— Самое сложное — это хаос. Искусство — это преодоление хаоса, как христианство — преодоление доисторических бесконечных массивов времени. Доисторический хаос не знает явления памяти: память — это история и память — это искусство. Прошлое вне памяти не существует; оно дается нам памятью. История и искусство — дети одной матери: памяти. Искусство — это упрощение как возвышение, а не как снижение: это реальность, выкристаллизовавшаяся из хаоса, который по своей природе антиреален. Он есть, но его не существует, то есть он существует только через искусство и историю, через лица, наперекор безличью хаоса…
Я решаюсь вставить:
— Герцен говорил: «То, о чем не осмеливаешься сказать, существует только наполовину…»
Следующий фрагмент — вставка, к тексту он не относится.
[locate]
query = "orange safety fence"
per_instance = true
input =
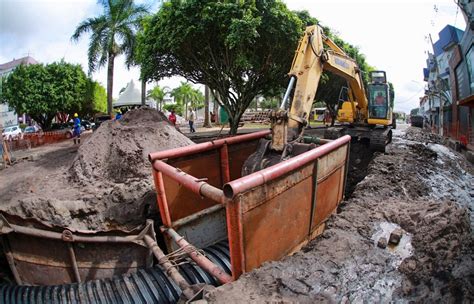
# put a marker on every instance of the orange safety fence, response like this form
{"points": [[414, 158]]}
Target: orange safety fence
{"points": [[32, 140]]}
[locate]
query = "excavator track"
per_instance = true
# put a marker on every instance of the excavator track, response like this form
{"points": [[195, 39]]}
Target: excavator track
{"points": [[380, 138]]}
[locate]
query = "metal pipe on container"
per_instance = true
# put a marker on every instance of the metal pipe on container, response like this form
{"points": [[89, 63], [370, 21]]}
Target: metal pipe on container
{"points": [[259, 178], [190, 182], [224, 155], [200, 259], [202, 147], [161, 196]]}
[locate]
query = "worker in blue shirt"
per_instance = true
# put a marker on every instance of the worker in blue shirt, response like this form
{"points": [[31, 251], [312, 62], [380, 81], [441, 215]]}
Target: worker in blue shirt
{"points": [[77, 129]]}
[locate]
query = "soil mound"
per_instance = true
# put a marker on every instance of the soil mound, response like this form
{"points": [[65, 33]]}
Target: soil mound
{"points": [[119, 149], [104, 185]]}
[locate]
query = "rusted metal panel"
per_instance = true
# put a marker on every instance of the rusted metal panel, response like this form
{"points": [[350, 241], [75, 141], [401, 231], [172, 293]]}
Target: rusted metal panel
{"points": [[201, 229], [238, 153], [269, 213], [276, 217], [331, 161], [42, 261], [235, 235], [273, 229], [327, 197]]}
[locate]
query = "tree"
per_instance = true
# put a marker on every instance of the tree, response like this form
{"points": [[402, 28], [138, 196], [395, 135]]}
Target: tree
{"points": [[112, 34], [207, 98], [95, 100], [185, 95], [42, 91], [158, 94], [239, 49]]}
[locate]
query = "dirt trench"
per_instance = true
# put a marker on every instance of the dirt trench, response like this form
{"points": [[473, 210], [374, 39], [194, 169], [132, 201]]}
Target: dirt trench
{"points": [[418, 185]]}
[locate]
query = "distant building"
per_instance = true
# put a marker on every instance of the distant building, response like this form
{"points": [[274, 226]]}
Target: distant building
{"points": [[132, 97], [462, 80], [450, 82], [8, 117], [437, 76]]}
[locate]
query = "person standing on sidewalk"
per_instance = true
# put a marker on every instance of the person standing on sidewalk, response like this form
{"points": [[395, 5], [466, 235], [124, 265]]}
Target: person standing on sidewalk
{"points": [[172, 118], [77, 129], [191, 118]]}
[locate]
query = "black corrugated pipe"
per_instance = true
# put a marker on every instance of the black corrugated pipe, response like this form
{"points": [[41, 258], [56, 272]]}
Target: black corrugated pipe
{"points": [[145, 286]]}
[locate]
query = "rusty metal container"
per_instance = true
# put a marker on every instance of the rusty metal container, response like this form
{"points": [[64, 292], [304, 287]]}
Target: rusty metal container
{"points": [[265, 215], [42, 256]]}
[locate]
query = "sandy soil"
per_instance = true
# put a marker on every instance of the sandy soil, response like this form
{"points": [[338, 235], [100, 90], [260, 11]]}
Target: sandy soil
{"points": [[105, 184], [419, 186]]}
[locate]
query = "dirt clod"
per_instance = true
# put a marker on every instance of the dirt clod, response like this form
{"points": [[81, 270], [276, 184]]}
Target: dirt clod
{"points": [[395, 236], [382, 243]]}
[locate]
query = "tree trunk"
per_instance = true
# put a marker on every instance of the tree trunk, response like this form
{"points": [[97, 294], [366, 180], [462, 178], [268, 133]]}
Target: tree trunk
{"points": [[110, 82], [234, 124], [207, 119], [216, 108], [143, 92], [186, 109]]}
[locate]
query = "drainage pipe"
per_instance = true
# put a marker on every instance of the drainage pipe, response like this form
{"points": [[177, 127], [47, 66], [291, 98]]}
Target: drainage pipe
{"points": [[200, 259]]}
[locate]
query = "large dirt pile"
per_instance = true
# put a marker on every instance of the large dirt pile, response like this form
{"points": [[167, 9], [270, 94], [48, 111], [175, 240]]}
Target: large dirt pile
{"points": [[104, 185], [119, 149], [418, 185]]}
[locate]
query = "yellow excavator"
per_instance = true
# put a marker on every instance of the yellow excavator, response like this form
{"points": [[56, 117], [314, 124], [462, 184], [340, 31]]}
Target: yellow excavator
{"points": [[364, 118]]}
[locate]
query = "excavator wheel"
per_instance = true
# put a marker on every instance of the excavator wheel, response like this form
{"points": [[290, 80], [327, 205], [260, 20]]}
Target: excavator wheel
{"points": [[334, 132], [380, 138]]}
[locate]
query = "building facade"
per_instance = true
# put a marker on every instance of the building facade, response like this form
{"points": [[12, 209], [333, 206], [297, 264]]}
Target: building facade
{"points": [[461, 66]]}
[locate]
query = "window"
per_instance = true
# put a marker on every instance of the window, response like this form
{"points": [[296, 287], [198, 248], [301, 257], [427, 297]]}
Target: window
{"points": [[470, 68], [459, 80]]}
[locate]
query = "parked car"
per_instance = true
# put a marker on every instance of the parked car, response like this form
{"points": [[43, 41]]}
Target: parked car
{"points": [[11, 133], [31, 129]]}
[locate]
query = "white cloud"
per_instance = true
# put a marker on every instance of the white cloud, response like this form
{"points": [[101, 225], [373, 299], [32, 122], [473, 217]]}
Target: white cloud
{"points": [[390, 33]]}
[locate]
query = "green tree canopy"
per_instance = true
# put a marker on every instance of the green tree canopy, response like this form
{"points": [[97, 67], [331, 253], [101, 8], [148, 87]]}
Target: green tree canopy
{"points": [[185, 95], [112, 34], [239, 49], [158, 94], [41, 91], [95, 100]]}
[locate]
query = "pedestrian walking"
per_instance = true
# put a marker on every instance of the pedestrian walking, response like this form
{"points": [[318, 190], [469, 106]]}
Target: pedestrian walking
{"points": [[172, 118], [191, 118], [77, 129]]}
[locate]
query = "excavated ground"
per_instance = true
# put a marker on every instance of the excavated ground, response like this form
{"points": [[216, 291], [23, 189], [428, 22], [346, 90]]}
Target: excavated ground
{"points": [[106, 184], [418, 185]]}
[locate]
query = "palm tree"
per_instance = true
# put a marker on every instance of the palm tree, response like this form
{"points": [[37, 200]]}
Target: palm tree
{"points": [[112, 34]]}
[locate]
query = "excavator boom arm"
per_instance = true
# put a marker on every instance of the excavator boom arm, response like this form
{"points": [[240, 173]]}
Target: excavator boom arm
{"points": [[311, 59]]}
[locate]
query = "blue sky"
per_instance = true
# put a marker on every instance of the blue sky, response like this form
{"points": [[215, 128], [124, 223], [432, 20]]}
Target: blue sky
{"points": [[392, 35]]}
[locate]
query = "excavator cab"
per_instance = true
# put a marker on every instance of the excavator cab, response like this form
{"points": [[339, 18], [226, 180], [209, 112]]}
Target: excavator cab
{"points": [[380, 106]]}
— О, да, да… Это верно. Кажется, что это противоречит известному афоризму Тютчева, но, в сущности, и то и это — две стороны медали…
Мы уже стоим у его дома. Прощаясь, Б. Л. просит принести ему завтра «Давным-давно» и обещает ее сразу дочитать.
6 марта
Днем заношу Б. Л. пьесу. Сижу у него недолго. В Чистополе снова стоят морозы. Он просит прийти к нему завтра, обещая сегодня же дочитать. Советские войска взяли Юхнов. В наших встречах уже образовалась традиция — я ему рассказываю последние военные и политические новости.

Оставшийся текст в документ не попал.